Consumer confidence slumped in August as volatile financial markets and problems in the housing sector took a toll, the New York-based Conference Board said Tuesday. The Consumer Confidence Index dropped to 105 from a revised 111.9 in July. While the index was down, it was slightly stronger than the 104.5 that Wall Street analysts expected.
New York City ordered fire inspectors to examine hundreds of buildings under construction or demolition after an investigation found numerous planning and safety failures at the abandoned Deutsche Bank skyscraper at ground zero, where two firefighters recently died. Three senior fire officials said to be responsible for the lapses were reassigned, and Mayor Michael Bloomberg warned that more action could follow.

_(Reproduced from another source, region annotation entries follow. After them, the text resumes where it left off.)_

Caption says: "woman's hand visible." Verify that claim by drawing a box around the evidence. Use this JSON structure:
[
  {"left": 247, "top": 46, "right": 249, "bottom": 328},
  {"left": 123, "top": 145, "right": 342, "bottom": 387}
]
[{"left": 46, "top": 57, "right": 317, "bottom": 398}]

Average math and reading SAT scores fell four points for the high school class of 2007 to their lowest point since 1999. Last year's graduating seniors scored on average 502 out of a possible 800 points on the critical reading section, down from 503 for the class of 2006. Math scores dropped three points from 518 to 515.
Children detained with their parents at a Texas center for illegal immigrants will receive better meals, better healthcare, increased freedom to move around, and the right to wear pajamas, under a legal settlement announced Monday by the American Civil Liberties Union and the federal government.
Eleven playgrounds are being built in Kiryat Shmona, Israel, thanks in part to donations from American children of Jewish descent who have donated money they've received as gifts at their bar and bat mitzvahs, according to the Jewish Agency for Israel. One of the contributors is 12-year-old Rachel Hibner of New York, who donated all of the $11,000 she received for her bat mitzva. "I attached a card to my bat mitzvah invitation asking for money instead of a gift," she said.
President Bush continues to get low marks from the American people on his handling of the Iraq war, according to the Harris Poll. Sixty-seven percent believe his job performance on Iraq is negative, with 48 percent saying it is poor. Just 28 percent give the president's handling of Iraq positive marks.